The French energy company Total on Monday announced it would completely withdraw its employees from a multibillion-dollar liquefied natural gas project in Mozambique in view of the tense security situation.
According to earlier reports, about 1,000 employees are directly affected, but Total did not give a number.
Agostinho Vuma, the president of Mozambique’s business association earlier estimated the total damage to the economy by the looming production stop at around 90 million dollars.
According to his preliminary estimates, about 410 companies involved in the gas production project in Cabo Delgado from suppliers to security services to lodge owners will have to shut down their operations.
Around 56,000 people would become unemployed as a result.
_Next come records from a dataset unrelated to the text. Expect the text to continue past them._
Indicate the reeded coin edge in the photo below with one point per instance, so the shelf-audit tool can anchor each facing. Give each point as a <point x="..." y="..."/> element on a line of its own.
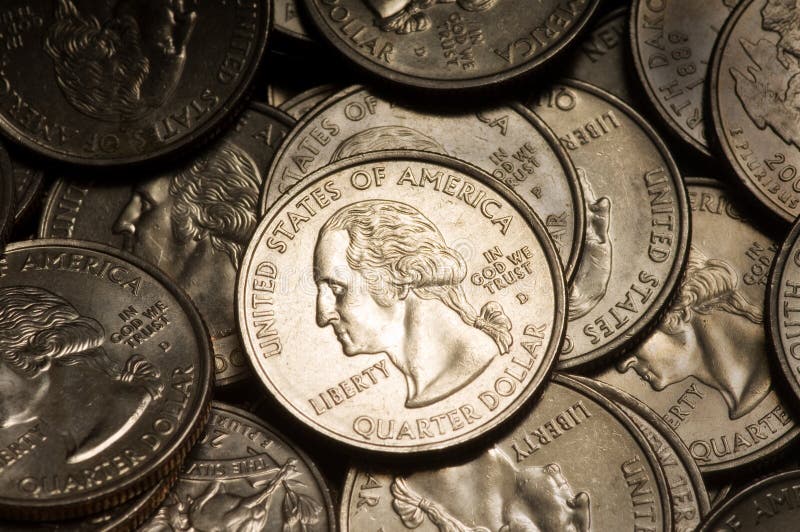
<point x="649" y="319"/>
<point x="436" y="84"/>
<point x="536" y="383"/>
<point x="170" y="458"/>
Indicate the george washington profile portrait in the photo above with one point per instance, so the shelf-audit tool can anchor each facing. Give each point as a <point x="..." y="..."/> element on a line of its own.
<point x="53" y="367"/>
<point x="195" y="225"/>
<point x="387" y="283"/>
<point x="712" y="333"/>
<point x="122" y="68"/>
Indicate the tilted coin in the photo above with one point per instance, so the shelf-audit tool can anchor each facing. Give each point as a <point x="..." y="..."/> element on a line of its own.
<point x="756" y="118"/>
<point x="705" y="368"/>
<point x="122" y="81"/>
<point x="450" y="45"/>
<point x="575" y="462"/>
<point x="242" y="475"/>
<point x="637" y="220"/>
<point x="193" y="221"/>
<point x="783" y="310"/>
<point x="507" y="141"/>
<point x="769" y="504"/>
<point x="125" y="517"/>
<point x="401" y="301"/>
<point x="106" y="378"/>
<point x="603" y="58"/>
<point x="672" y="44"/>
<point x="299" y="105"/>
<point x="687" y="492"/>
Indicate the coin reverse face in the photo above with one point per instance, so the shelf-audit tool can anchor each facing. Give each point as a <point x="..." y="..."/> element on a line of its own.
<point x="450" y="45"/>
<point x="705" y="368"/>
<point x="401" y="301"/>
<point x="193" y="221"/>
<point x="575" y="462"/>
<point x="124" y="81"/>
<point x="106" y="376"/>
<point x="637" y="220"/>
<point x="507" y="141"/>
<point x="753" y="80"/>
<point x="241" y="475"/>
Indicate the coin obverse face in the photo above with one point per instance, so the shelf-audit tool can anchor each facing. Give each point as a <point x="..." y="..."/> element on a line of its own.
<point x="241" y="475"/>
<point x="575" y="462"/>
<point x="450" y="45"/>
<point x="193" y="221"/>
<point x="82" y="322"/>
<point x="508" y="142"/>
<point x="753" y="105"/>
<point x="123" y="81"/>
<point x="672" y="44"/>
<point x="637" y="220"/>
<point x="401" y="302"/>
<point x="768" y="504"/>
<point x="705" y="368"/>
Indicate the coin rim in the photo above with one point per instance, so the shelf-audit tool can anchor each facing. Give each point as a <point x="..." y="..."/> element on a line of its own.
<point x="161" y="464"/>
<point x="669" y="121"/>
<point x="437" y="84"/>
<point x="568" y="381"/>
<point x="198" y="134"/>
<point x="547" y="133"/>
<point x="649" y="319"/>
<point x="535" y="385"/>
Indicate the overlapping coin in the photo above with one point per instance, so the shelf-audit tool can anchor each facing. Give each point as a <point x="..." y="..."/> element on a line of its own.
<point x="401" y="302"/>
<point x="507" y="141"/>
<point x="637" y="220"/>
<point x="193" y="221"/>
<point x="106" y="378"/>
<point x="705" y="368"/>
<point x="125" y="81"/>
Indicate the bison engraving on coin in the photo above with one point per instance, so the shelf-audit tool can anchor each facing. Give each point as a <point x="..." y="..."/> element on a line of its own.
<point x="387" y="282"/>
<point x="407" y="16"/>
<point x="123" y="68"/>
<point x="711" y="333"/>
<point x="534" y="498"/>
<point x="195" y="225"/>
<point x="52" y="360"/>
<point x="770" y="90"/>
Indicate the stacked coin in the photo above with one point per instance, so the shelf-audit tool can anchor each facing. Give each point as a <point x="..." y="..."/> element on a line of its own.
<point x="440" y="264"/>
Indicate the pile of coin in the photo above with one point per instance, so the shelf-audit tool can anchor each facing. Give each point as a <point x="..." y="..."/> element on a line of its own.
<point x="452" y="265"/>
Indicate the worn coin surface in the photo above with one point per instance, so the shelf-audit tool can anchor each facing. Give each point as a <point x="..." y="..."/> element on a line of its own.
<point x="401" y="301"/>
<point x="450" y="45"/>
<point x="122" y="81"/>
<point x="687" y="492"/>
<point x="242" y="475"/>
<point x="194" y="221"/>
<point x="508" y="142"/>
<point x="82" y="321"/>
<point x="299" y="105"/>
<point x="783" y="309"/>
<point x="603" y="58"/>
<point x="575" y="462"/>
<point x="637" y="220"/>
<point x="705" y="368"/>
<point x="754" y="107"/>
<point x="672" y="44"/>
<point x="766" y="505"/>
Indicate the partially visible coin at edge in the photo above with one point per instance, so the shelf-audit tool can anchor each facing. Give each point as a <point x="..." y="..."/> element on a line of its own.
<point x="401" y="301"/>
<point x="637" y="220"/>
<point x="242" y="475"/>
<point x="193" y="221"/>
<point x="574" y="462"/>
<point x="452" y="45"/>
<point x="82" y="321"/>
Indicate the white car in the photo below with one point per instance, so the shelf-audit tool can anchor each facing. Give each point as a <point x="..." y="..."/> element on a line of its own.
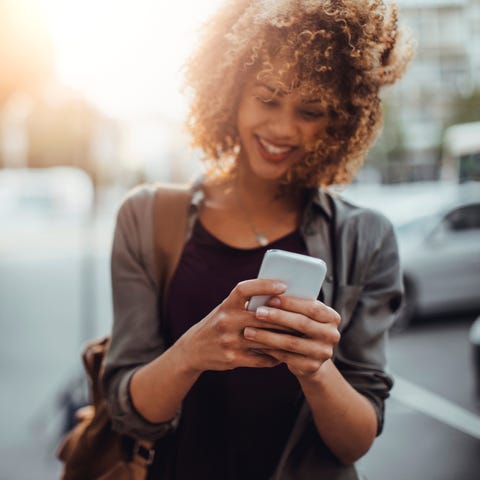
<point x="440" y="256"/>
<point x="438" y="232"/>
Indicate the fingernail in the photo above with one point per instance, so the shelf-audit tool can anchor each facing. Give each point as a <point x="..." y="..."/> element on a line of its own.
<point x="274" y="302"/>
<point x="249" y="332"/>
<point x="262" y="312"/>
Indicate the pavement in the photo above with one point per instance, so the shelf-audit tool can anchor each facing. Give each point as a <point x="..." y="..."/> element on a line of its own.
<point x="54" y="296"/>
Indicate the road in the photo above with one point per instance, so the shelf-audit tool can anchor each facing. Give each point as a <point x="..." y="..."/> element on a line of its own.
<point x="54" y="294"/>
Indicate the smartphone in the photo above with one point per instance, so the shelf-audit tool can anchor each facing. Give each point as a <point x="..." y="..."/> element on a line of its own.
<point x="302" y="274"/>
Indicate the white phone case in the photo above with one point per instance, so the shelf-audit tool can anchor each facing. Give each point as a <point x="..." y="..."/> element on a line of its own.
<point x="302" y="274"/>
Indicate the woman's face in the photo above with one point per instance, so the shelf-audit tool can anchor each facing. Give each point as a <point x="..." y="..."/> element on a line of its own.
<point x="275" y="128"/>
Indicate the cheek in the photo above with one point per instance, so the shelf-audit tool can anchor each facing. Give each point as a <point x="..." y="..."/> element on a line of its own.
<point x="312" y="133"/>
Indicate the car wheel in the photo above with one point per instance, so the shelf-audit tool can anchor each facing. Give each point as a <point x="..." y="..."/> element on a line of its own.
<point x="408" y="309"/>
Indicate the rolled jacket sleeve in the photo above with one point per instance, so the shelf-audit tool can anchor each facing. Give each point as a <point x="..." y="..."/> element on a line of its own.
<point x="367" y="305"/>
<point x="136" y="337"/>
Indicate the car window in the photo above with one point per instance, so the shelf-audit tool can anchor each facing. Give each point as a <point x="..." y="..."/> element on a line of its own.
<point x="464" y="218"/>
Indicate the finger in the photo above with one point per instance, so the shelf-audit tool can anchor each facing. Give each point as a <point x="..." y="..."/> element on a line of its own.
<point x="298" y="364"/>
<point x="243" y="291"/>
<point x="257" y="359"/>
<point x="289" y="343"/>
<point x="313" y="309"/>
<point x="303" y="325"/>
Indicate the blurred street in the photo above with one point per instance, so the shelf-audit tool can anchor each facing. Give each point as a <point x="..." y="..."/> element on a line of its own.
<point x="54" y="294"/>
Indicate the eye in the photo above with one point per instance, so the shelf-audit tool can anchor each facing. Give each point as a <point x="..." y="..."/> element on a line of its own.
<point x="269" y="101"/>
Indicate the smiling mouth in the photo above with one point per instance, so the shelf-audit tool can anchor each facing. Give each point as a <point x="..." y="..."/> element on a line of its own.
<point x="272" y="151"/>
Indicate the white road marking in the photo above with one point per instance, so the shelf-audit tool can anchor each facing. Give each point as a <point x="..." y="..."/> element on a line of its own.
<point x="436" y="407"/>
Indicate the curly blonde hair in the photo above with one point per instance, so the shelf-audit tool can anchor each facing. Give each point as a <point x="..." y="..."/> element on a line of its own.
<point x="344" y="49"/>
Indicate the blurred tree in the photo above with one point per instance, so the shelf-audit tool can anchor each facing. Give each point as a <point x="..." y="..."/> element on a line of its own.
<point x="26" y="53"/>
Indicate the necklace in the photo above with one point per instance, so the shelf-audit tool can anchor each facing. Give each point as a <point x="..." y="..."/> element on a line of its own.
<point x="262" y="239"/>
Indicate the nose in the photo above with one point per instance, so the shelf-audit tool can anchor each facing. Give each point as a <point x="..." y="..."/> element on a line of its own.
<point x="283" y="126"/>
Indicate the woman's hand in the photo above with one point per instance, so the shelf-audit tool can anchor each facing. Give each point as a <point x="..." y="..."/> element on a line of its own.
<point x="217" y="342"/>
<point x="305" y="352"/>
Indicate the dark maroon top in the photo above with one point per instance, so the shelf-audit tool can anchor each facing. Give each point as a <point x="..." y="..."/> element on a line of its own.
<point x="234" y="424"/>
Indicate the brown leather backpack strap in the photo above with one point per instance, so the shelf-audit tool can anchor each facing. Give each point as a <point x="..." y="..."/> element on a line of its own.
<point x="172" y="204"/>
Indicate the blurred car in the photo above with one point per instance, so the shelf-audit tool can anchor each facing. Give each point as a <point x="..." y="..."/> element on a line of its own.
<point x="38" y="194"/>
<point x="440" y="256"/>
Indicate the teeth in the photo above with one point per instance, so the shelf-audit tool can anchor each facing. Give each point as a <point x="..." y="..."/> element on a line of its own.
<point x="274" y="149"/>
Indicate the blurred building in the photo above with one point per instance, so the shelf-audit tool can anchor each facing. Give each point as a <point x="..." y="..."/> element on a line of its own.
<point x="445" y="70"/>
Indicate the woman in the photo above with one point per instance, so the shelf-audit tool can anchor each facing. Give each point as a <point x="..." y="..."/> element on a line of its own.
<point x="284" y="100"/>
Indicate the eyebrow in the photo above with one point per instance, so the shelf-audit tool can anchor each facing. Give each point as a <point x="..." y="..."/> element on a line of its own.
<point x="281" y="93"/>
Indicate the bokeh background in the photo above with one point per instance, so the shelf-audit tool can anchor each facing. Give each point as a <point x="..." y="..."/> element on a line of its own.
<point x="90" y="106"/>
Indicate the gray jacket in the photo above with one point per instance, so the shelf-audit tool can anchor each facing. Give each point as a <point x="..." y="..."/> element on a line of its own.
<point x="363" y="285"/>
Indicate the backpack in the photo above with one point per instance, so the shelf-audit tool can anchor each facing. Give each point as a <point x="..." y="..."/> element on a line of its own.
<point x="92" y="450"/>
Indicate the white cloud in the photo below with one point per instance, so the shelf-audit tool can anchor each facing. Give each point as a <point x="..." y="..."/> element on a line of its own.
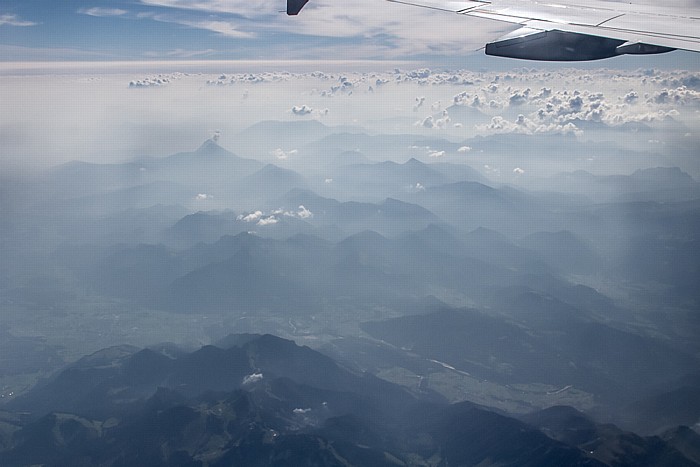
<point x="304" y="213"/>
<point x="302" y="110"/>
<point x="250" y="217"/>
<point x="271" y="220"/>
<point x="419" y="103"/>
<point x="252" y="378"/>
<point x="14" y="20"/>
<point x="102" y="12"/>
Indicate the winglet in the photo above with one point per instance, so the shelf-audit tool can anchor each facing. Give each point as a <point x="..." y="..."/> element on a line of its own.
<point x="295" y="6"/>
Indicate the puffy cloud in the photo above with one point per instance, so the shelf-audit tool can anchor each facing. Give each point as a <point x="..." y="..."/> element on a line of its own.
<point x="250" y="217"/>
<point x="252" y="378"/>
<point x="301" y="213"/>
<point x="302" y="110"/>
<point x="419" y="103"/>
<point x="304" y="213"/>
<point x="271" y="220"/>
<point x="154" y="81"/>
<point x="283" y="155"/>
<point x="631" y="97"/>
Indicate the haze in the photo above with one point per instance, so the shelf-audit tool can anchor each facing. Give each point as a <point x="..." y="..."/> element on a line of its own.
<point x="387" y="258"/>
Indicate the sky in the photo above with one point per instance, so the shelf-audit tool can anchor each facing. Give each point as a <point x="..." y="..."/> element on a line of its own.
<point x="151" y="30"/>
<point x="109" y="81"/>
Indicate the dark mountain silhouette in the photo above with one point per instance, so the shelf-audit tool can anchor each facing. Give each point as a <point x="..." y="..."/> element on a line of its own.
<point x="265" y="401"/>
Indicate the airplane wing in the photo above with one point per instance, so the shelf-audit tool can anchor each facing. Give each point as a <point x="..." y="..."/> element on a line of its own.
<point x="571" y="31"/>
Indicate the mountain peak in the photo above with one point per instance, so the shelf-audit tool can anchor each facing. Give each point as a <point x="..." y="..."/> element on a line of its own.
<point x="211" y="148"/>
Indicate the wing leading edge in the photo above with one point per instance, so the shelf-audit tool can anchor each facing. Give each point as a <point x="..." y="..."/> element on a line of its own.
<point x="557" y="31"/>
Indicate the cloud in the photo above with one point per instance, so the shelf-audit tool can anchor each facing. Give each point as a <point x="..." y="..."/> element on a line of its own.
<point x="250" y="217"/>
<point x="301" y="213"/>
<point x="102" y="12"/>
<point x="302" y="110"/>
<point x="160" y="80"/>
<point x="14" y="20"/>
<point x="283" y="155"/>
<point x="252" y="378"/>
<point x="271" y="220"/>
<point x="304" y="213"/>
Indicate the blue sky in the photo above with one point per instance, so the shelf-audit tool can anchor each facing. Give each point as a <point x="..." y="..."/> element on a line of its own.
<point x="111" y="30"/>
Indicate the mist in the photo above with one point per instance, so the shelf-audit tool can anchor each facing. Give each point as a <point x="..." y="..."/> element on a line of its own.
<point x="358" y="265"/>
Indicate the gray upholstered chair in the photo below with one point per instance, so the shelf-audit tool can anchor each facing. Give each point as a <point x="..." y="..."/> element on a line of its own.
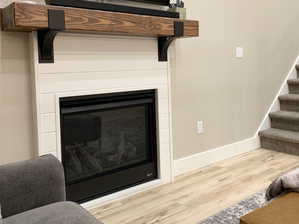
<point x="33" y="192"/>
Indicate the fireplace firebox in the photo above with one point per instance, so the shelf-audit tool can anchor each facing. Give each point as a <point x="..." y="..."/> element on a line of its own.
<point x="108" y="142"/>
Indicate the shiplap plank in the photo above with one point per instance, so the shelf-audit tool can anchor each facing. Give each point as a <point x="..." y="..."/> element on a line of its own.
<point x="51" y="83"/>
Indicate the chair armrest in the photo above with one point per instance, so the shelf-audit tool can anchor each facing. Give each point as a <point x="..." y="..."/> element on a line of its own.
<point x="31" y="184"/>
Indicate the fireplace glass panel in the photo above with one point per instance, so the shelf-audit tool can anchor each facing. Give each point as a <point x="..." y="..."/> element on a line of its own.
<point x="108" y="142"/>
<point x="101" y="141"/>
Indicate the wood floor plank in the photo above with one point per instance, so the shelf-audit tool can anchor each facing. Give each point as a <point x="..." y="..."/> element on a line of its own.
<point x="201" y="193"/>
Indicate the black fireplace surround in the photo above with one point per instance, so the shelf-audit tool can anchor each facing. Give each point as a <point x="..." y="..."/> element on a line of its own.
<point x="108" y="142"/>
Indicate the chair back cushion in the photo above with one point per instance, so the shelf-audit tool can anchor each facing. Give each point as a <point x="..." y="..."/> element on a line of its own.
<point x="30" y="184"/>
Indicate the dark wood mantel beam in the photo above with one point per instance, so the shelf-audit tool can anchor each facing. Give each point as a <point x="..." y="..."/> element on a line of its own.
<point x="30" y="17"/>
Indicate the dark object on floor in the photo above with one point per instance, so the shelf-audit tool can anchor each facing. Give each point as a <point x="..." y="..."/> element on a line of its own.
<point x="287" y="183"/>
<point x="232" y="215"/>
<point x="283" y="210"/>
<point x="33" y="191"/>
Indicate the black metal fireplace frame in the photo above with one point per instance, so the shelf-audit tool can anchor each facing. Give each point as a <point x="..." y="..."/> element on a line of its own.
<point x="133" y="175"/>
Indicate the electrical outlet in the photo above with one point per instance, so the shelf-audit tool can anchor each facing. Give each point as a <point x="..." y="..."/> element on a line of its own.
<point x="200" y="127"/>
<point x="239" y="52"/>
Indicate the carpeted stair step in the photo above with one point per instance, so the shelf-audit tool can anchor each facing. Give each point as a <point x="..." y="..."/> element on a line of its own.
<point x="293" y="86"/>
<point x="280" y="140"/>
<point x="289" y="102"/>
<point x="286" y="120"/>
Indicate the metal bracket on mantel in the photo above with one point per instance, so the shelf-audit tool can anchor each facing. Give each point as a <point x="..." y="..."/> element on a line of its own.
<point x="164" y="42"/>
<point x="56" y="23"/>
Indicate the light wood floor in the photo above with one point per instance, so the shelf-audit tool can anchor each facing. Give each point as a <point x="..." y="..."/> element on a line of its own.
<point x="199" y="194"/>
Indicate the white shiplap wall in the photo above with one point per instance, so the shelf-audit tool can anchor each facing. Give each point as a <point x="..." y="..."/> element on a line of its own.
<point x="90" y="64"/>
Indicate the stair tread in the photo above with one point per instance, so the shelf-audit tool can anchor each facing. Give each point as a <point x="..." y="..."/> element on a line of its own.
<point x="286" y="115"/>
<point x="282" y="135"/>
<point x="289" y="97"/>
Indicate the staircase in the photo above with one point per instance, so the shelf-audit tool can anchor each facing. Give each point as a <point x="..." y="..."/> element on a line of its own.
<point x="283" y="136"/>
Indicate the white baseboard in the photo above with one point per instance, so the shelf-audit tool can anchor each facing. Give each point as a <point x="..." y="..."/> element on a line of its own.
<point x="203" y="159"/>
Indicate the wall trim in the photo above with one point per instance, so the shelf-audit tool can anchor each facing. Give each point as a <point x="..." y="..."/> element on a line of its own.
<point x="284" y="89"/>
<point x="203" y="159"/>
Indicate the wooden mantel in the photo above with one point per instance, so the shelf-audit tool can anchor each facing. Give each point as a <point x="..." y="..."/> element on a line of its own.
<point x="27" y="17"/>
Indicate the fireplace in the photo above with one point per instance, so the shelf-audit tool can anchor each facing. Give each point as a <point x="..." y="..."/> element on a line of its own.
<point x="108" y="142"/>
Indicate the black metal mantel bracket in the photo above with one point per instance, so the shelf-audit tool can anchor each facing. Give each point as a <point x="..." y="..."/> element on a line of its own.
<point x="164" y="42"/>
<point x="56" y="23"/>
Mozambique’s government confirmed the indefinite halt of the project as well as the cancellation of numerous contracts with supplier companies.
The town of Palma in the north of the south-east African country was attacked by Islamist rebels on March 24. Total is involved in an over-20-billion-dollar liquefied natural gas project in the region.
In view of the circumstances, Total is now using the legal term “force majeure,” which refers to unforeseeable circumstances that prevent a party from fulfilling a contract.
The company hopes that the country’s government and international partners would succeed in restoring security, according to a statement.
If the uncertainty in the region persists, however, further lay-offs are to be expected, it said.
The planned gas extraction was linked to high hopes in Mozambique for a sustainable development boost.
The United Nations World Food Programme (WFP) has already warned of a worsening crisis in the conflict province of Cabo Delgado.
Thousands of people are fleeing due to the recurring violence and almost one million people are currently affected by severe hunger. Some 50,000 people have fled after the attack in Palma.